Em sua apresentação, Malick Ndiaye apresentou um estudo de caso detalhado sobre o Museu d’Art Africain Théodore Monod em Dakar, Senegal. Segundo ele, a narrativa do espaço apresentava muitos traços do colonialismo que afastaram o público. “O patrimônio era percebido como um ‘patrimônio colonial’, dificultando a apropriação pela sociedade”, contou. A revisão da curadoria do local possibilitou uma mudança: “Ao invés de partir apenas dos arquivos coloniais para a interpretação dos objetos, a equipe passou a partir da evolução social e a interpelar as comunidades sobre suas visões, histórias e educação em relação aos objetos”, explicou.
A fala de Bénédicte Savoy abordou a descolonização de museus focada na metodologia da "proveniência invertida". Sua tese central é que os objetos espoliados e retidos em museus europeus criam um vazio e um trauma nos seus locais de origem. “Trata-se de convidar os museus da Europa, do norte da Europa, a pensar que o que eles possuem, se o possuem, está faltando em algum lugar, criando uma ausência em outros lugares."
A culminância do seminário internacional “Decolonizando Museus: Modos de Fazer” se deu com uma visita à exposição “Elas: onde estão as mulheres nos acervos da Fundação Joaquim Nabuco?” e contemplação da apresentação cultural de maracatu rural Águia Misteriosa, de Nazaré da Mata.
Na visita à exposição, os visitantes foram apresentados à uma autocrítica realizada pelo Muhne com relação ao acervo que representa mulheres e que foi produzido por mulheres. A exposição Elas expõe cerca de 300 itens produzidos ou reunidos por mulheres, como publicações, vídeos, fotografias, obras de arte, discos, rótulos comerciais, cartões-postais e outras peças preservadas pela Fundaj.

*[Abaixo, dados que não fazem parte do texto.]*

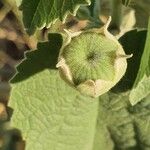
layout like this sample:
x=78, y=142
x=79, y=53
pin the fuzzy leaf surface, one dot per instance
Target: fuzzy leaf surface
x=49, y=113
x=41, y=13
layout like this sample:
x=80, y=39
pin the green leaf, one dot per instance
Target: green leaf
x=18, y=2
x=133, y=43
x=142, y=83
x=46, y=51
x=126, y=2
x=41, y=13
x=49, y=113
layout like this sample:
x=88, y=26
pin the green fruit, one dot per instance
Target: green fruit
x=92, y=61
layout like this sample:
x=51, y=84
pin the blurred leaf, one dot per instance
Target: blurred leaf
x=133, y=43
x=41, y=13
x=142, y=83
x=126, y=2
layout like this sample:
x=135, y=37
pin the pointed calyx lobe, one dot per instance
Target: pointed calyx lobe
x=93, y=61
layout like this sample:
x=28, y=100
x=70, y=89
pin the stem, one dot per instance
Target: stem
x=116, y=13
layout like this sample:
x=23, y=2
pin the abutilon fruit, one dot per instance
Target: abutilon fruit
x=92, y=61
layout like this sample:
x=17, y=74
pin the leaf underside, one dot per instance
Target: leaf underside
x=52, y=115
x=41, y=13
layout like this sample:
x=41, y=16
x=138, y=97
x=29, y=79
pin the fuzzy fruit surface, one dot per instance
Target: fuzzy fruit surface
x=91, y=56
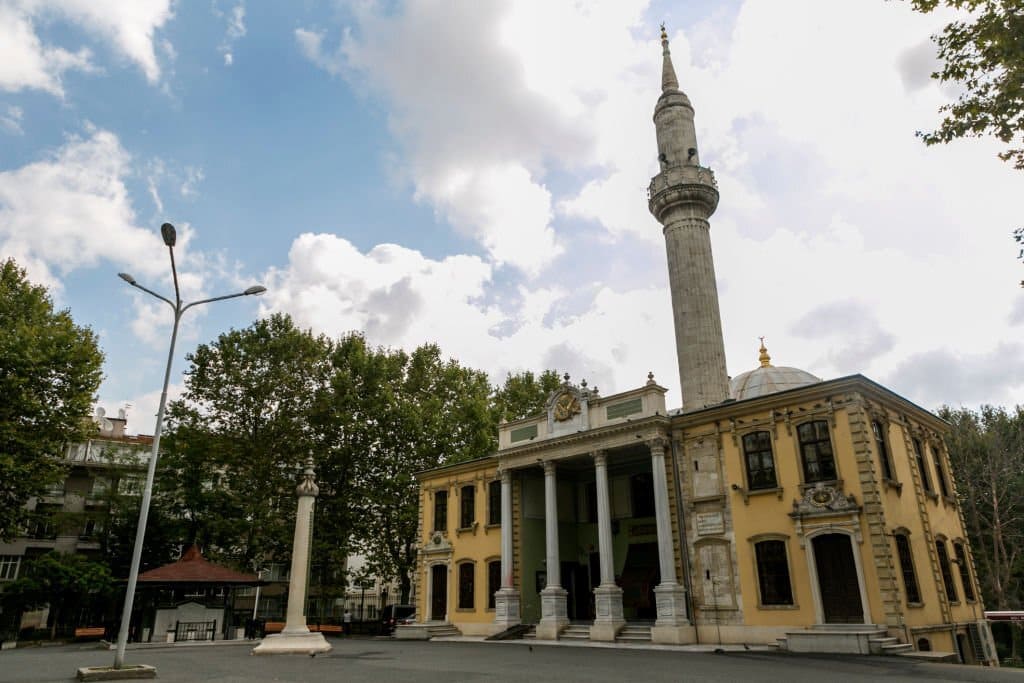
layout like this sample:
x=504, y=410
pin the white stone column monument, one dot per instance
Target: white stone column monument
x=607, y=596
x=554, y=611
x=672, y=626
x=507, y=597
x=296, y=637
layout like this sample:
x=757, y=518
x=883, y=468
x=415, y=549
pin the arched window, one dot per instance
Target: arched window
x=760, y=462
x=440, y=510
x=815, y=452
x=965, y=569
x=947, y=574
x=494, y=581
x=882, y=445
x=466, y=585
x=773, y=572
x=906, y=567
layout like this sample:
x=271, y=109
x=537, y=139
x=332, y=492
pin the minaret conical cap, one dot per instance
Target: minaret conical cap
x=669, y=81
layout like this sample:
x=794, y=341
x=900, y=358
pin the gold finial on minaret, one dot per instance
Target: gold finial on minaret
x=764, y=357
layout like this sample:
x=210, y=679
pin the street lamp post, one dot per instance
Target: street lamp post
x=169, y=235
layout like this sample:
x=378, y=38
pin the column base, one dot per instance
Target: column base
x=507, y=607
x=554, y=612
x=609, y=620
x=671, y=599
x=293, y=643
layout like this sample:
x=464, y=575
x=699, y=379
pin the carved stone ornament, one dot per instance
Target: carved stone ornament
x=566, y=406
x=823, y=499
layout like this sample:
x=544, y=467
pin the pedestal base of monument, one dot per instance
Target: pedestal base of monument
x=554, y=612
x=672, y=628
x=126, y=673
x=293, y=643
x=507, y=607
x=608, y=621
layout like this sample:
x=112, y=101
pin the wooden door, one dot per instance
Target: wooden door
x=438, y=593
x=838, y=583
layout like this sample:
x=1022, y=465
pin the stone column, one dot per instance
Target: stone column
x=607, y=596
x=672, y=624
x=554, y=612
x=296, y=638
x=507, y=597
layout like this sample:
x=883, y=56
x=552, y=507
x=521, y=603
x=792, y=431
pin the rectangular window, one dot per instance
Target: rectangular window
x=440, y=510
x=940, y=472
x=494, y=581
x=773, y=572
x=815, y=452
x=883, y=447
x=947, y=574
x=495, y=502
x=965, y=570
x=8, y=566
x=466, y=586
x=760, y=463
x=906, y=567
x=919, y=454
x=467, y=507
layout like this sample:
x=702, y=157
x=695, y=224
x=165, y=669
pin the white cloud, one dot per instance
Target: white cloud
x=236, y=18
x=400, y=298
x=10, y=120
x=27, y=62
x=839, y=236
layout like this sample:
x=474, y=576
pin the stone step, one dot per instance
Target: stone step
x=934, y=655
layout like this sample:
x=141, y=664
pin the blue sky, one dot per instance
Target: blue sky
x=474, y=174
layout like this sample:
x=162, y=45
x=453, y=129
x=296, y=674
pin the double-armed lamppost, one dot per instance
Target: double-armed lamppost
x=167, y=231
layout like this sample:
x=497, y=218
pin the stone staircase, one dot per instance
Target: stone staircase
x=844, y=639
x=634, y=633
x=576, y=632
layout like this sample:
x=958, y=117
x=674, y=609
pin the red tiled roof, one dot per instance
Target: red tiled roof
x=194, y=568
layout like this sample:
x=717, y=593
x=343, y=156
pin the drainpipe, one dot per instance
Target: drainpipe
x=684, y=549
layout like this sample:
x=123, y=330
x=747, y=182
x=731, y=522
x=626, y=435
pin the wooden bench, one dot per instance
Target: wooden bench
x=90, y=632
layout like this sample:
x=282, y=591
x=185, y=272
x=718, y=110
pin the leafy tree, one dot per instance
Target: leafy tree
x=433, y=412
x=986, y=452
x=71, y=585
x=983, y=54
x=523, y=394
x=238, y=436
x=49, y=371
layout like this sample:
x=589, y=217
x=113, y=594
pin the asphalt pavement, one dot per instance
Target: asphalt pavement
x=377, y=660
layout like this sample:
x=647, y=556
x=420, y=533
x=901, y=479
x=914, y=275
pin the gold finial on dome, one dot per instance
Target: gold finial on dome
x=764, y=357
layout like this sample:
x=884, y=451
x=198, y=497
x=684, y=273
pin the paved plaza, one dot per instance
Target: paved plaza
x=376, y=660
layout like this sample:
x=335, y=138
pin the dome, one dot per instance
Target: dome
x=768, y=379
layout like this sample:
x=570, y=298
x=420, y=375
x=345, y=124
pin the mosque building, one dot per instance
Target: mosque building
x=775, y=508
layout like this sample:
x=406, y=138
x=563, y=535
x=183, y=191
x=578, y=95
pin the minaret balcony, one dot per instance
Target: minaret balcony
x=692, y=186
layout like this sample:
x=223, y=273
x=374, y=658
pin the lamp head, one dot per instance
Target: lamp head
x=169, y=235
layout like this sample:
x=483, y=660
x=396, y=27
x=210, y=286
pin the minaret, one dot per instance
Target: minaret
x=682, y=197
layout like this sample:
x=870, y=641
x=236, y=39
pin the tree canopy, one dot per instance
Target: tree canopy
x=983, y=54
x=49, y=372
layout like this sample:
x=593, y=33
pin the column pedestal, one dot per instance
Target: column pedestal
x=554, y=612
x=609, y=620
x=672, y=627
x=507, y=607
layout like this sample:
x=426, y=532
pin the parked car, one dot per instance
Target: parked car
x=393, y=615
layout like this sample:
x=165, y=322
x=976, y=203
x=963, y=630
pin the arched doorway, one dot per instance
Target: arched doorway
x=839, y=586
x=438, y=593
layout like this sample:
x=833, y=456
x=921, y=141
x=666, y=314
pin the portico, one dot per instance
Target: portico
x=595, y=537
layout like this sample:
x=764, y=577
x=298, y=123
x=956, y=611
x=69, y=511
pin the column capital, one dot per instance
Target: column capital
x=657, y=444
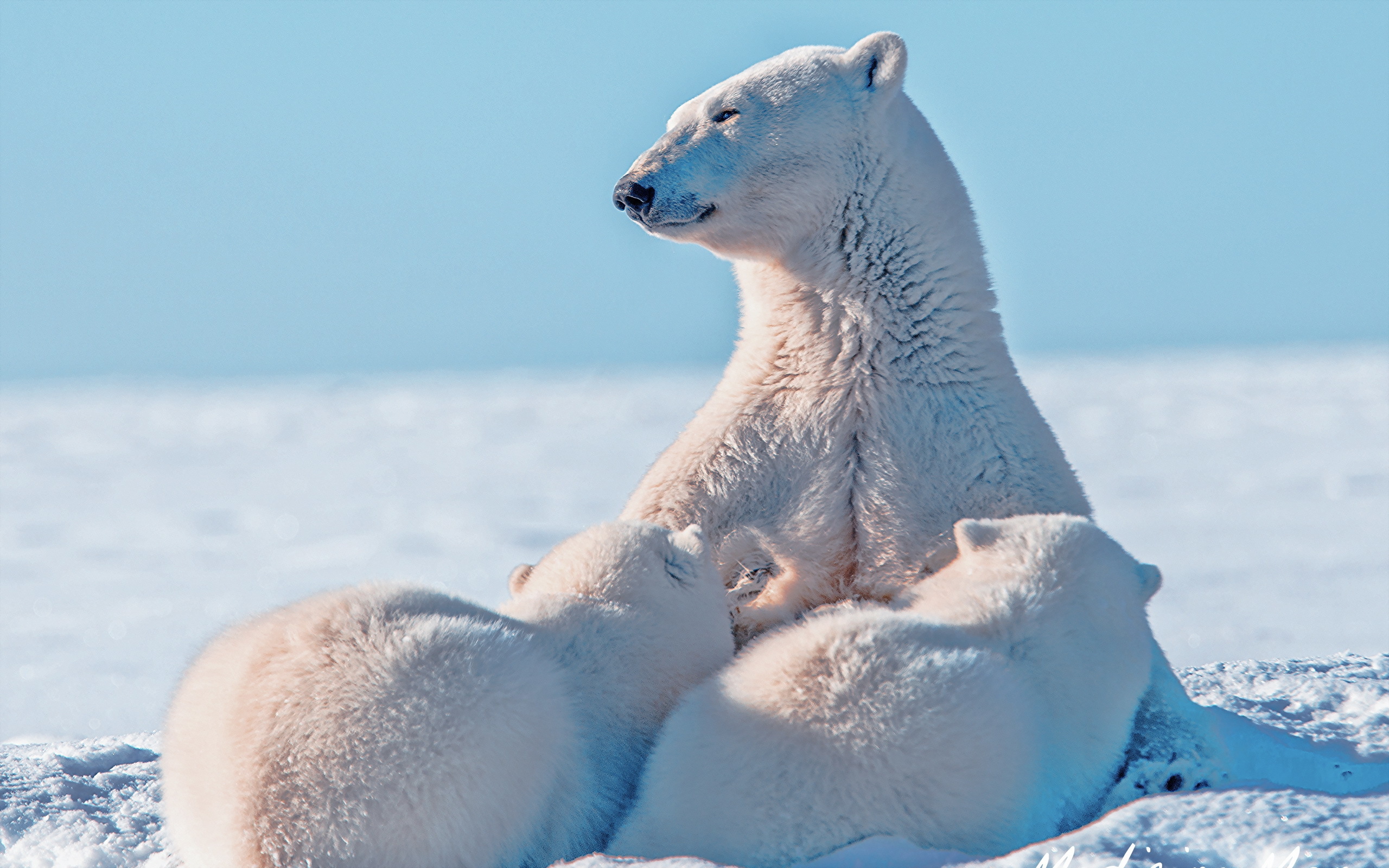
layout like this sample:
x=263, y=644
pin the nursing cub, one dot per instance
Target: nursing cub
x=988, y=713
x=402, y=727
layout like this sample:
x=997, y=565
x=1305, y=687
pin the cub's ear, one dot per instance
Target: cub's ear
x=686, y=554
x=973, y=534
x=519, y=577
x=691, y=539
x=1150, y=578
x=878, y=63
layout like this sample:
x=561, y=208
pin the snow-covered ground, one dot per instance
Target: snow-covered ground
x=95, y=803
x=138, y=519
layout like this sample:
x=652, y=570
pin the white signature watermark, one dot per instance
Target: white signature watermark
x=1065, y=860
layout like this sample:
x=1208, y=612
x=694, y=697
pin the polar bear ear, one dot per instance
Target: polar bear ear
x=973, y=535
x=686, y=554
x=878, y=63
x=1150, y=578
x=519, y=577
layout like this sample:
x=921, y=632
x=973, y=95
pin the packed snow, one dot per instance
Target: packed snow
x=137, y=519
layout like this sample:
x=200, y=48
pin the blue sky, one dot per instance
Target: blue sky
x=296, y=188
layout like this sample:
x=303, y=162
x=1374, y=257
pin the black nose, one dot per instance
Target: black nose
x=631, y=195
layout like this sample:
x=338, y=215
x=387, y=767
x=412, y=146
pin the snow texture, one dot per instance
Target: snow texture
x=139, y=519
x=95, y=803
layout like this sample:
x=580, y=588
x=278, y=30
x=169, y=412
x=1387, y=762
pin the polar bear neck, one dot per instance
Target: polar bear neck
x=895, y=285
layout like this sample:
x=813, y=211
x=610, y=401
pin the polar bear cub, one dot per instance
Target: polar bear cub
x=988, y=713
x=400, y=727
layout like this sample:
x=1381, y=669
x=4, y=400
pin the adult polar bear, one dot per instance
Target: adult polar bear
x=871, y=402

O Maracatu Águia Misteriosa, por sua vez, recepcionou a saída da exposição com música, cores, dança e ancestralidade pernambucana. Caboclos de lança, rei, rainha, damas do paço e batuqueiros desfilaram no campus Gilberto Freyre da Fundação. Logo após o desfile, o Maracatu Águia Misteriosa doou à Fundaj um estandarte desfilado em 2009 pela agremiação. O presente foi recebido com reverência pela presidenta da Fundaj. No final do evento, os convidados foram recepcionados pela presidenta da Fundaj em seu Gabinete. Márcia Angela Aguiar mais uma vez parabenizou e ressaltou a importância de realizar o seminário.